Switzerland launches revision of Federal Act on Patents


On October 14, 2020, the Federal Council opened a consultation procedure for the partial revision of the Swiss Federal Act on Patents for Inventions (FPA). According to the new draft revision, the Swiss Federal Institute for Intellectual Property (FIIP) will be tasked with examining whether an invention submitted for a patent application is new and inventive. This substantial examination is not required under the current Swiss patent system.

The idea behind the current patent system is that it is less costly and bureaucratic when granting patents while leaving it up to courts to decide in the event of a dispute whether a patent meets its substantial requirements.

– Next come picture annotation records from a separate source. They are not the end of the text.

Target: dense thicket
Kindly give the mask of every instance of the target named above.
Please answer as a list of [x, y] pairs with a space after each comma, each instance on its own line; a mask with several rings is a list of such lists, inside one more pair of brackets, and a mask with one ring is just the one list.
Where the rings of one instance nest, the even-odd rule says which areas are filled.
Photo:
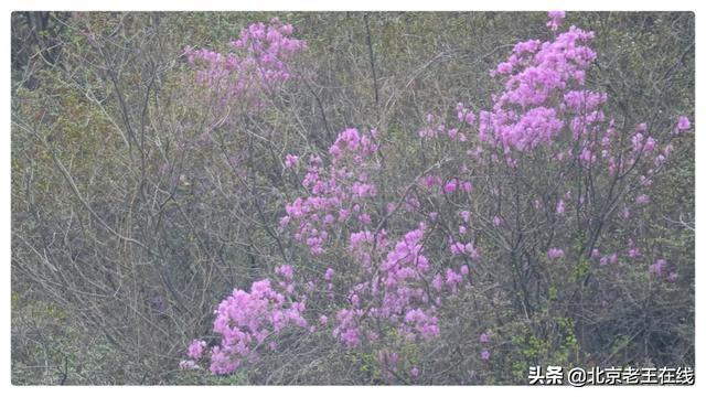
[[14, 13], [13, 383], [693, 366], [694, 15], [546, 19]]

By virtue of this system, the party causing an invalid patent will be required to bear the costs instead of generating huge administrative costs in advance for the granting of a patent. Consequently, in this system, only a dispute will reveal whether a patent is permanently valid or not. This is different than the EU patent system where the European Patent Office (EPO) examines the requirements of novelty and inventive steps in the application phase. As a result of these differences, European patents have been given greater weight than Swiss patents.
Swiss inventors, however, have the option to apply directly for a European patent instead of a Swiss patent and then choose the designated countries that the European patent will extend to.
Under the proposed partial revision of the FPA, the Federal Council would like to introduce a comprehensive substantial examination process for patent applications to the FIIP, which should create more legal certainty on the patent's status, and make Swiss patents easier to enforce and resistant against nullity attacks in court.

Since these requirements will increase the hurdles for examining and granting patents, the Federal Council also wants to introduce a utility model (i.e. a 'small patent') as a further protective instrument. The utility model would be granted without examining the substantial content of the invention submitted and would be faster and cheaper to obtain than a patent, but would offer a maximum protection term of only ten years (i.e. half of the 20-year protection term granted to full patents). Such utility models (Gebrauchsmuster, in German) have long been known in the EU.

The purpose of the partial revision of the FPA is to provide inventors with more opportunities to protect innovations. Furthermore, the utility model can also be used in a patent box, which creates tax advantages almost identical to a normal fully-fledged patent.

The consultation for this revision will last until 1 February 2021 with interest building as to what stakeholder opinions will be, particularly since the revision has raised some controversy, such as the view that the introduction of a full-patent concept would create burdensome financial hurdles for small and medium-sized businesses. These critics suggest that the current Swiss patent system be maintained, but include opposition proceedings in the application stage where a third-opposing party could launch a validity examination (i.e. a full-patent examination) to have it rejected. In this way, the majority of patents could be filed in a straight-forward manner (without substantial examination) while only opposed patents would be subject to substantial examination upon request.

CMS Switzerland is closely following the FPA legislative revision process and will provide updates on the consultation.